User Session (JWT/Authorization)

Understand how to onboard with the Openfort signer solution.

What is a session?#

A session is created when a user signs in. By default, it lasts 1 hour and a user can have an unlimited number of active sessions.

A session is represented by the Openfort Auth access token in the form of a JWT, and a refresh token which is a unique string.

Access tokens are designed to be short lived while refresh tokens never expire but can only be used once. You can exchange a refresh token only once to get a new access and refresh token pair.

This process is called refreshing the session.

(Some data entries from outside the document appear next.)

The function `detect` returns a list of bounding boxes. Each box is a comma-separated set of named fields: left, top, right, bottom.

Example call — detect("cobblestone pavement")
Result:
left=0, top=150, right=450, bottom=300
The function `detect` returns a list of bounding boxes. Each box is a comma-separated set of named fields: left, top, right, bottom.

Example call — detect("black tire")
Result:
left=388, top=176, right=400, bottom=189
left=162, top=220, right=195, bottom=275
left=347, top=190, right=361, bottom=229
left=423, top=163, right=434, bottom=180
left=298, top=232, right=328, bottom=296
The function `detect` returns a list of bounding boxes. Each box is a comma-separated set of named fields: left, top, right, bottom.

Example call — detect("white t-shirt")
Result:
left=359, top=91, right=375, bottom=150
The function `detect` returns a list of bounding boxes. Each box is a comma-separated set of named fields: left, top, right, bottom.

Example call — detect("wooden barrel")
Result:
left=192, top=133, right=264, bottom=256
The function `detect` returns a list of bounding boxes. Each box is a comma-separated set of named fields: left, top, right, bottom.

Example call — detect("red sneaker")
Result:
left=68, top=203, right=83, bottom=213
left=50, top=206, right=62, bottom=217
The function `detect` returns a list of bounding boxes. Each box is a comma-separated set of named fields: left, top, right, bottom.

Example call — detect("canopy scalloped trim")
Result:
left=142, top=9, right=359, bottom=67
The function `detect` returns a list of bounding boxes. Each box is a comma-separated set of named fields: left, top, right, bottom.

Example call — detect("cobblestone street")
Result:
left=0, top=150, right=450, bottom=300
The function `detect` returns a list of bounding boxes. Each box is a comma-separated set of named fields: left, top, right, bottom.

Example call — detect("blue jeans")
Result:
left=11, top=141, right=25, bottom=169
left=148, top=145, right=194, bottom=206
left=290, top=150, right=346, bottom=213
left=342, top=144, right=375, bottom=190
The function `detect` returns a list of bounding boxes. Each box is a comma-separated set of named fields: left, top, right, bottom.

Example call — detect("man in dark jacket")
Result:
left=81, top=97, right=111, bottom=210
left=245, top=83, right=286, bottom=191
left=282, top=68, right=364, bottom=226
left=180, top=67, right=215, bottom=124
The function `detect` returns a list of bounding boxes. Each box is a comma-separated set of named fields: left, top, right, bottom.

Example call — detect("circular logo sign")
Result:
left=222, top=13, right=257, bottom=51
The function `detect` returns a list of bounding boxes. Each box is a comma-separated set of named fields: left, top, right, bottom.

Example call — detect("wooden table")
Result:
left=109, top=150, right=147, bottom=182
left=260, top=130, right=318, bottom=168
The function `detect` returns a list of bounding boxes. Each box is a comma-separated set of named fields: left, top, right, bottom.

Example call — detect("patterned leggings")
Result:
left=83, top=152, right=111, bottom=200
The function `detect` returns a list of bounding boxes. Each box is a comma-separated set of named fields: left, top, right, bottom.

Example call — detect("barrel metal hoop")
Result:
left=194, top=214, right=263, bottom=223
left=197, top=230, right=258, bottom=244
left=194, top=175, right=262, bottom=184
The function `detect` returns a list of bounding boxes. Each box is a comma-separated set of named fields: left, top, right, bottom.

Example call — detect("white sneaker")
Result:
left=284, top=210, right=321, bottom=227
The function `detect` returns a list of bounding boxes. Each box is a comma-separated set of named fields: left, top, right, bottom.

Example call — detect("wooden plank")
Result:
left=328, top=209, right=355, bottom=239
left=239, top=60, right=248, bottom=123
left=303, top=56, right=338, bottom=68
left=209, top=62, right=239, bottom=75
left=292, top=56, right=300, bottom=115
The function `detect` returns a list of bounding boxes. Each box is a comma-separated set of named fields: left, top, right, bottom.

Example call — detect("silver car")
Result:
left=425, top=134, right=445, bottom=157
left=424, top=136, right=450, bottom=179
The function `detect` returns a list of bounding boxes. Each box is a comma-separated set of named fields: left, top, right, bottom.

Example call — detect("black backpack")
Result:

A session terminates, depending on configuration, when:

The user clicks sign out.
The user changes their password or performs a security sensitive action.
It times out due to inactivity.
It reaches its maximum lifetime.
A user signs in on another device.

Access token format#

Openfort access tokens are JSON Web Tokens (JWT), signed with the ES256 algorithm. These JWTs include certain information about the user in its claims, namely:

sid is the user’s current session ID
sub is the user’s player Id
iss is the token issuer, which should always be openfort.xyz
aud is your Openfort app ID
iat is the timestamp of when the JWT was issued
exp is the timestamp of when the JWT will expire and is no longer valid. This is generally 1 hour after the JWT was issued.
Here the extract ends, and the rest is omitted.